Fantastico! to present Italian art from the 1920s and 1930s

From 10 May to 19 August 2018, the Ateneum Art Museum will host the exhibition Fantastico! Italian Art from the 1920s and 1930s. The exhibition will explore an artistic movement known as magic realism, which emerged in Italy at the end of the First World War. The works exhibited are characterised by silence and a mysterious atmosphere, and the conflict between reality and the world of dreams. The depictions of everyday life seem to reveal a hidden side of existence. The exhibition will feature masterpieces by artists such as Giorgio de Chirico, Carlo Carrà, Felice Casorati, Antonio Donghi and Cagnaccio di San Pietro.

Exhibited works speak of a diverse movement

The key artists of magic realism were Felice Casorati, Antonio Donghi, Cagnaccio di San Pietro, Gino Severini, Ubaldo Oppi, Achille Funi and Carlo Levi.
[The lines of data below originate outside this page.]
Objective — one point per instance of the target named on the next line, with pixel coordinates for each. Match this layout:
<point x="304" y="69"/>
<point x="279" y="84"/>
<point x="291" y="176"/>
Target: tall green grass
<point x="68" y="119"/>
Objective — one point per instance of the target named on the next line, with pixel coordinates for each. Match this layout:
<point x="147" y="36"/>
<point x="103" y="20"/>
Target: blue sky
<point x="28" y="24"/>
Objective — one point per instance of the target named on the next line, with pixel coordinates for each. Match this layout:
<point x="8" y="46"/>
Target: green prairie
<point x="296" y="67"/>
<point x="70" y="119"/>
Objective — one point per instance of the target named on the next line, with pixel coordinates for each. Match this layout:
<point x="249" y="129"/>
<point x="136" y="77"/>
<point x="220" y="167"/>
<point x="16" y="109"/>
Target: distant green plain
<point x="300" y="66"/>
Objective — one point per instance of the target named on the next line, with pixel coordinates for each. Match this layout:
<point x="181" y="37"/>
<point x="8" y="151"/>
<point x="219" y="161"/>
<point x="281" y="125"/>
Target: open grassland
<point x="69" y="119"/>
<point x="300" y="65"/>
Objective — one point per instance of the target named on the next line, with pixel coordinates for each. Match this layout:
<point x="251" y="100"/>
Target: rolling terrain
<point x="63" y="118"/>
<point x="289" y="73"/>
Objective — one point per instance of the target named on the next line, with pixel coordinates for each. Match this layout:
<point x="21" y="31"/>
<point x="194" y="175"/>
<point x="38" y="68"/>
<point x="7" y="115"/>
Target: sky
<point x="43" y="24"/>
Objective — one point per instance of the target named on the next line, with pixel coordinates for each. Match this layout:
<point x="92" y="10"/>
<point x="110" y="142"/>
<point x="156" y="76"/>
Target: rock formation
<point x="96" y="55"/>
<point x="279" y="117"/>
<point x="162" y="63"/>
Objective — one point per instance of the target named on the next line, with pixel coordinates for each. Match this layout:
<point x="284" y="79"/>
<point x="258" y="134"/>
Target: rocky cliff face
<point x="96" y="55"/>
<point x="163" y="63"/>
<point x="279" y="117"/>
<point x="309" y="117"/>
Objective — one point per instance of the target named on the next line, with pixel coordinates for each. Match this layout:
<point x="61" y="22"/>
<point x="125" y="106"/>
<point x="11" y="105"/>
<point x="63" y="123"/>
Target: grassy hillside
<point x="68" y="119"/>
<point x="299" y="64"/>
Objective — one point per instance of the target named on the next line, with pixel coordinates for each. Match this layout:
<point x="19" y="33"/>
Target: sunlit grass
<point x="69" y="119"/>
The works featured in the exhibition by Giorgio de Chirico and Carlo Carrà will display the basic tenets of magic realism. Works by artists who are lesser known outside Italy, such as Mario and Edita Broglio, Gian Emilio Malerba, Carlo Sbisà, Gregorio Sciltian, and Cesare Sofianopulo, will demonstrate the diversity of the movement.
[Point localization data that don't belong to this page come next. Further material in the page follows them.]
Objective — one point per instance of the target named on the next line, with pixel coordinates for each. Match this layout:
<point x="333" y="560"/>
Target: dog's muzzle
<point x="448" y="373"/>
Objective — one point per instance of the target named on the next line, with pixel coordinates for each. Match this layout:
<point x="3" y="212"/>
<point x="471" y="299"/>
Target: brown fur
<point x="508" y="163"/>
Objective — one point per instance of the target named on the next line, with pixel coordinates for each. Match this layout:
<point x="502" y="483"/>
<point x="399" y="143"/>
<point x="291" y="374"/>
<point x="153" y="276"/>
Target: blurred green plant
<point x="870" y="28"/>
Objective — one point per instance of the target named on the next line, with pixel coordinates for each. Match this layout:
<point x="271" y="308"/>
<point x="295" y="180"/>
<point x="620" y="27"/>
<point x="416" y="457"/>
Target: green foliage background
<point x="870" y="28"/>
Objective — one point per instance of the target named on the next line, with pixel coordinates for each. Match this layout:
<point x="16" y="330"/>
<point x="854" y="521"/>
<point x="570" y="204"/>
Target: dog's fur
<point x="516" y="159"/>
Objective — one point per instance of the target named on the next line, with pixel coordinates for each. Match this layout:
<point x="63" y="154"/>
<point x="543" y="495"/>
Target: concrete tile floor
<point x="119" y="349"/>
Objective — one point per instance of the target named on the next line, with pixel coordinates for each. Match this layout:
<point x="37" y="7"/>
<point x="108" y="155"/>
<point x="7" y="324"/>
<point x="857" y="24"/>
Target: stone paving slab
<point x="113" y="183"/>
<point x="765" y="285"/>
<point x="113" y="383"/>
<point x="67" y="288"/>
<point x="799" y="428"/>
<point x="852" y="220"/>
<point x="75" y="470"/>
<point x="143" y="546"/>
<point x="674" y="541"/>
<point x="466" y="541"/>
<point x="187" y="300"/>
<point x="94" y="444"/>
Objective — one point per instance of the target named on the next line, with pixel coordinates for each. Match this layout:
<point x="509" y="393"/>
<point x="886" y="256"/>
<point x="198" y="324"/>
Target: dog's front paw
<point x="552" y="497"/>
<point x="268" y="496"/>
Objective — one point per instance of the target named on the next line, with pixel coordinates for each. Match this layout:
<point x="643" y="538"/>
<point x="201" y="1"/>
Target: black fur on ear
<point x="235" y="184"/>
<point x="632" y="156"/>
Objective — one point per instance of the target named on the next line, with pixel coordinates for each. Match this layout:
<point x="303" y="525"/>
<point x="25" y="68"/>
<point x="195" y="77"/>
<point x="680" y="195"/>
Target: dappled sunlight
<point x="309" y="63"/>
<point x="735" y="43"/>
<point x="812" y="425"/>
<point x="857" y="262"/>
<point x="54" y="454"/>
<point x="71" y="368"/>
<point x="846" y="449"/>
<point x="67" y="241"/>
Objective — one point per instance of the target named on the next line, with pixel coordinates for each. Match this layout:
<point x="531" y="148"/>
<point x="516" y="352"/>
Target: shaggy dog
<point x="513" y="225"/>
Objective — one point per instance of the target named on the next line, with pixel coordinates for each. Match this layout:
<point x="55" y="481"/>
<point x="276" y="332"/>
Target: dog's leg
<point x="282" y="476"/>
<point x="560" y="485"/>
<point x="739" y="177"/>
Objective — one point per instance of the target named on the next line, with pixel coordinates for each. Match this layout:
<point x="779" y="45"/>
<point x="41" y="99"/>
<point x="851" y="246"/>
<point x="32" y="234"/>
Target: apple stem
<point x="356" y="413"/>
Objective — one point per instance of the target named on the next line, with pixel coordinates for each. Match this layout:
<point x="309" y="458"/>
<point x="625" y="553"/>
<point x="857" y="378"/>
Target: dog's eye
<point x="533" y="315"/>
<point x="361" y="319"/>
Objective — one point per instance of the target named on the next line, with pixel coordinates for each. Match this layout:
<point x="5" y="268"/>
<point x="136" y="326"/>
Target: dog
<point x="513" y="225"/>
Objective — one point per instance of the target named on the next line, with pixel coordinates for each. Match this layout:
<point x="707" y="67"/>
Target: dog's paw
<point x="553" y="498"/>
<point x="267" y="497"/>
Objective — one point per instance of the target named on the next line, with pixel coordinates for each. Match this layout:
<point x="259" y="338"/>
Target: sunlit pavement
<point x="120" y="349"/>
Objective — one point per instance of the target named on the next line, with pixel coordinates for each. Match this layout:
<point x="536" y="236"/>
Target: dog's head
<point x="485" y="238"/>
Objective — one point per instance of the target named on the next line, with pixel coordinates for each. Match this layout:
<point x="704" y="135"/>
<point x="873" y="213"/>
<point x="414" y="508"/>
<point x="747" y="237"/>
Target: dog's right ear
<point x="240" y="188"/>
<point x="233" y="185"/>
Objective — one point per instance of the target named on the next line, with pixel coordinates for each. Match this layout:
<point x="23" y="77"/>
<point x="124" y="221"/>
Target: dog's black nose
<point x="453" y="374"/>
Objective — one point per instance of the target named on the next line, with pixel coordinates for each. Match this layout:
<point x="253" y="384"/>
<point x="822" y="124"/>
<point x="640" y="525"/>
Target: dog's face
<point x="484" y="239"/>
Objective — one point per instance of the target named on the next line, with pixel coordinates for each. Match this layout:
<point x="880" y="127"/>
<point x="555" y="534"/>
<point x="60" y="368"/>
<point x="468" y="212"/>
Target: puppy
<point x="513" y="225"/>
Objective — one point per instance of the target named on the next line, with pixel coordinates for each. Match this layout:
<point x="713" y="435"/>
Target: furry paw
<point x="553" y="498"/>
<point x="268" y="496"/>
The exhibition will also include works by artists featured in the Ateneum collection who represent the realist and classicist modernism of the 1920s and 1930s in Finland, such as Ragnar Ekelund, Greta Hällfors-Sipilä, Yrjö Ollila and Ilmari Vuori. The exhibition will coincide with the release of a publication, in Finnish, Swedish and English, produced by the Ateneum.
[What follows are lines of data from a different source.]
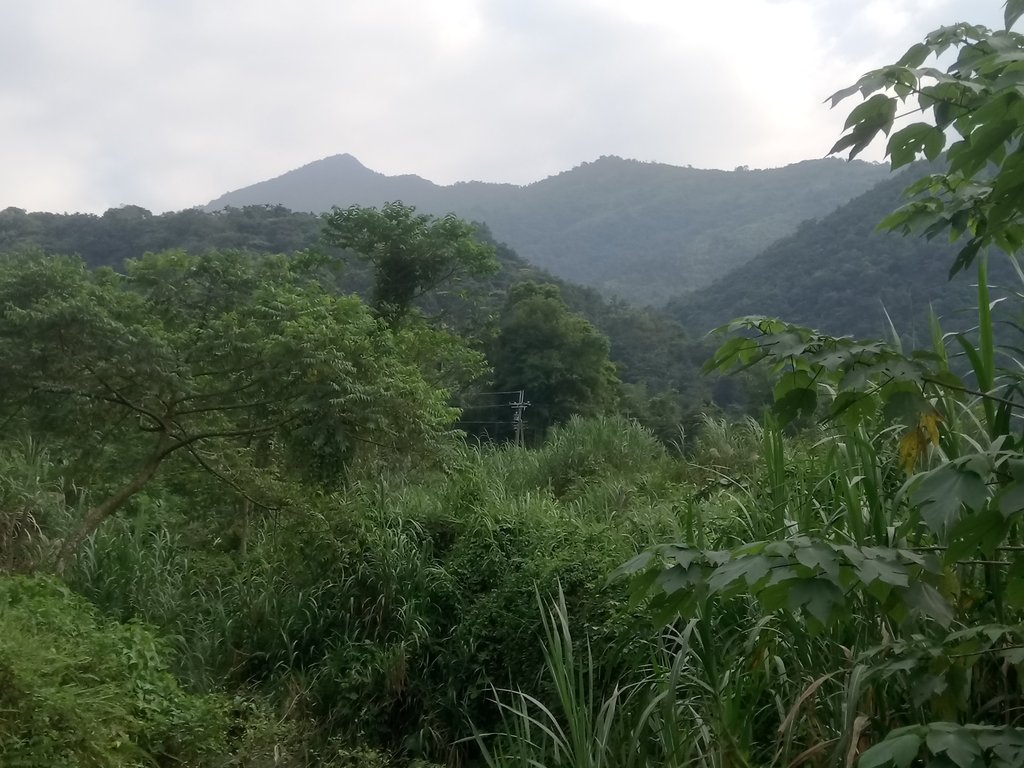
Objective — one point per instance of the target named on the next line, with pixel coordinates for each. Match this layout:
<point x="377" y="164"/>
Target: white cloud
<point x="168" y="104"/>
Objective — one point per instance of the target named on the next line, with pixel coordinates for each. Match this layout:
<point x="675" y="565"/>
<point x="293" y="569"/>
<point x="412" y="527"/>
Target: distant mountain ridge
<point x="644" y="231"/>
<point x="843" y="276"/>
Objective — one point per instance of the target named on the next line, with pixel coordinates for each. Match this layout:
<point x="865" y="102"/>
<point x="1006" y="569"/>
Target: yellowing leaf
<point x="915" y="441"/>
<point x="911" y="445"/>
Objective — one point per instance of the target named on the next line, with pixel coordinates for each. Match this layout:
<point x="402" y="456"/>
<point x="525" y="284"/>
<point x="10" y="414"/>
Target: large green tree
<point x="555" y="355"/>
<point x="226" y="360"/>
<point x="411" y="253"/>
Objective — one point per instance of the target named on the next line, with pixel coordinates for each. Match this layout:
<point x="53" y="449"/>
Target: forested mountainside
<point x="654" y="354"/>
<point x="643" y="231"/>
<point x="841" y="275"/>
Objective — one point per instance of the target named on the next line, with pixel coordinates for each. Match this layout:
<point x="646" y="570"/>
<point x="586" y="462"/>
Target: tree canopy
<point x="411" y="253"/>
<point x="219" y="358"/>
<point x="556" y="355"/>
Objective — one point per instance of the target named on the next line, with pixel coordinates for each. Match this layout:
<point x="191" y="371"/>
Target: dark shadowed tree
<point x="556" y="355"/>
<point x="411" y="253"/>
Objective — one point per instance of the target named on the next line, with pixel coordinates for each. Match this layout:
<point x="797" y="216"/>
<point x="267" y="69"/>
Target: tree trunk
<point x="95" y="516"/>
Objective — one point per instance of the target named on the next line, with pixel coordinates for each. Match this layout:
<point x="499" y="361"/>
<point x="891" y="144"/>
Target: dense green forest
<point x="641" y="231"/>
<point x="658" y="364"/>
<point x="841" y="274"/>
<point x="241" y="525"/>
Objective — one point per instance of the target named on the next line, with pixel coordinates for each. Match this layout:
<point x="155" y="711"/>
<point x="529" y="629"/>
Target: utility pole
<point x="518" y="407"/>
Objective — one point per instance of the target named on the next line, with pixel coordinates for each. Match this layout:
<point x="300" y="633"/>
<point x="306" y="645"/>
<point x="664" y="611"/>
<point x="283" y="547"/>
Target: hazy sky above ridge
<point x="168" y="104"/>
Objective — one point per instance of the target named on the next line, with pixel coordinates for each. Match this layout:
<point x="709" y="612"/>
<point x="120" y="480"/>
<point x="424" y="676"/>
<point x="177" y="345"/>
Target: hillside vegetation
<point x="241" y="525"/>
<point x="642" y="231"/>
<point x="843" y="275"/>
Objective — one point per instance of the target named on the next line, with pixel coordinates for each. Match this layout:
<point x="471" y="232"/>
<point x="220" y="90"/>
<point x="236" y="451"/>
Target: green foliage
<point x="644" y="231"/>
<point x="243" y="360"/>
<point x="79" y="690"/>
<point x="975" y="108"/>
<point x="556" y="356"/>
<point x="411" y="253"/>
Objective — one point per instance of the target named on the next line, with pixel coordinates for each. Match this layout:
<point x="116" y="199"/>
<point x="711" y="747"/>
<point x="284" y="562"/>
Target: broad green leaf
<point x="819" y="597"/>
<point x="977" y="532"/>
<point x="906" y="143"/>
<point x="926" y="599"/>
<point x="942" y="493"/>
<point x="1014" y="9"/>
<point x="1015" y="583"/>
<point x="894" y="752"/>
<point x="1011" y="499"/>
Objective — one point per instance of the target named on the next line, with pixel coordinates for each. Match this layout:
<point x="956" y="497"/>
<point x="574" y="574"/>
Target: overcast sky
<point x="168" y="104"/>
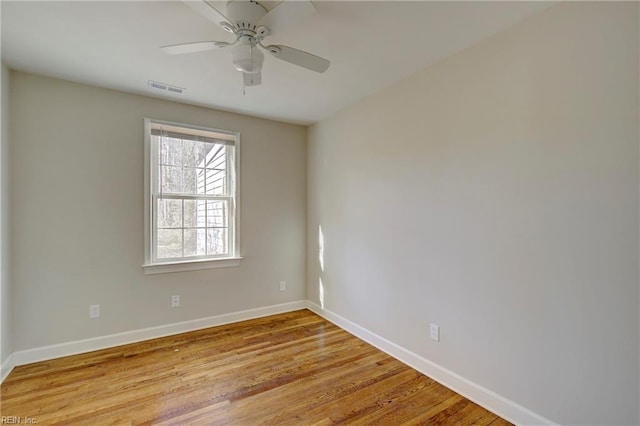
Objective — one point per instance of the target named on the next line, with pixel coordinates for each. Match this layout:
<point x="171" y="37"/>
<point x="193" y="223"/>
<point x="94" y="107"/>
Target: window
<point x="191" y="202"/>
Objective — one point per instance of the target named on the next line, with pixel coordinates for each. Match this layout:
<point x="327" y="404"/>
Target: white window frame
<point x="151" y="264"/>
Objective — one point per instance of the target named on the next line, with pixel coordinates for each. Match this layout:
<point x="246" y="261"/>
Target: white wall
<point x="496" y="194"/>
<point x="77" y="215"/>
<point x="6" y="312"/>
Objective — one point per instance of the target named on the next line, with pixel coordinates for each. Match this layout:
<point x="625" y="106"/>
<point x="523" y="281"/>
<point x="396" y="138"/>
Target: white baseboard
<point x="87" y="345"/>
<point x="6" y="367"/>
<point x="482" y="396"/>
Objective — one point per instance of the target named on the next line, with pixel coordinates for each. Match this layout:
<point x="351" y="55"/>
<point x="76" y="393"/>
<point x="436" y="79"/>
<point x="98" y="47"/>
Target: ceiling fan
<point x="250" y="22"/>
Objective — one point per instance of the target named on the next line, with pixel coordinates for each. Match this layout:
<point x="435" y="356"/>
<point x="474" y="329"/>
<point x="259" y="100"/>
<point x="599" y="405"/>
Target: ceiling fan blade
<point x="252" y="79"/>
<point x="287" y="14"/>
<point x="200" y="46"/>
<point x="207" y="10"/>
<point x="299" y="57"/>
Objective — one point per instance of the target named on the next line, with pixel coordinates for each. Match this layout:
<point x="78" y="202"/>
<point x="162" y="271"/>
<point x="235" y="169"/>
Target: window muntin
<point x="192" y="202"/>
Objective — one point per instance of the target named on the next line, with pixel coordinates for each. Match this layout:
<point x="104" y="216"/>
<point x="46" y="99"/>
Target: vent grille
<point x="166" y="87"/>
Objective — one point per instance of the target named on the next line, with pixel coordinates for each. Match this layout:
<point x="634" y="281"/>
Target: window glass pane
<point x="193" y="153"/>
<point x="216" y="214"/>
<point x="201" y="213"/>
<point x="189" y="180"/>
<point x="170" y="179"/>
<point x="170" y="151"/>
<point x="216" y="156"/>
<point x="194" y="242"/>
<point x="200" y="178"/>
<point x="169" y="244"/>
<point x="169" y="213"/>
<point x="216" y="182"/>
<point x="216" y="241"/>
<point x="188" y="228"/>
<point x="190" y="214"/>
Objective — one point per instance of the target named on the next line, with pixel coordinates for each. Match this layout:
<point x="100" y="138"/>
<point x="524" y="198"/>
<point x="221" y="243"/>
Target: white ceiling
<point x="115" y="44"/>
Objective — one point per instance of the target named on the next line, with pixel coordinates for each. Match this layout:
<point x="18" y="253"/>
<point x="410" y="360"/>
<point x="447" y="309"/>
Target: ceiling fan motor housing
<point x="245" y="15"/>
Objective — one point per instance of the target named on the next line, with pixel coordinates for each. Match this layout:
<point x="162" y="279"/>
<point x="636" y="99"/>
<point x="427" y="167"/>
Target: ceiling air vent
<point x="165" y="87"/>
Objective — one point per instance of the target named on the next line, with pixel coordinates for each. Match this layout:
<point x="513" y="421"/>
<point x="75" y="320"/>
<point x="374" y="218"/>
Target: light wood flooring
<point x="288" y="369"/>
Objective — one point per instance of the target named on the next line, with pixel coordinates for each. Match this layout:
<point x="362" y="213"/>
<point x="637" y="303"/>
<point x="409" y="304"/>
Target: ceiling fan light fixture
<point x="247" y="58"/>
The exhibition is curated by Gabriella Belli and Valerio Terraroli, in collaboration with 24ORE Cultura. The works are drawn from public and private collections around Italy. Before coming to the Ateneum, the exhibition will be on display at the Museum of Modern and Contemporary Art of Trento and Rovereto (Mart) in Italy, until 2 April. After its display at the Ateneum, the exhibition will be shown at Museum Folkwang in Essen, Germany.

“We want to present a wide array of phenomena in European art. Exploring Italian art from the 1920s and 1930s helps us to see Finnish art from the same period with fresh eyes. At the time, influences travelled fast across Europe”, says the museum director Susanna Pettersson.

Magic realism linked to other art movements of the period

Magic realism can be seen as a kind of continuation of metaphysical art, a style of painting developed by Giorgio de Chirico and Carlo Carrà in the 1910s. Paintings in metaphysical style were characterised by a dreamlike sense of unreality. On the other hand, magic realism can be perceived as part of a wider interwar wave of realist and classicist modernism both in Europe and beyond.

“The goal of realist and classicist modernism was to create art that is based on permanent and universal artistic principles. There was a shift from an expression that focused on emotion to one of clarity that highlighted intellectual control. After the horrifying experiences of the First World War, the talk was of a ‘return to order’”, says the chief curator Teijamari Jyrkkiö.

Magic realism was influenced by both metaphysical art, and realist and classicist modernism. You could not, however, talk about a unified school or a fixed artist collective. The movement was formed based on the ideas of the artists themselves, and it was not led from above by the state.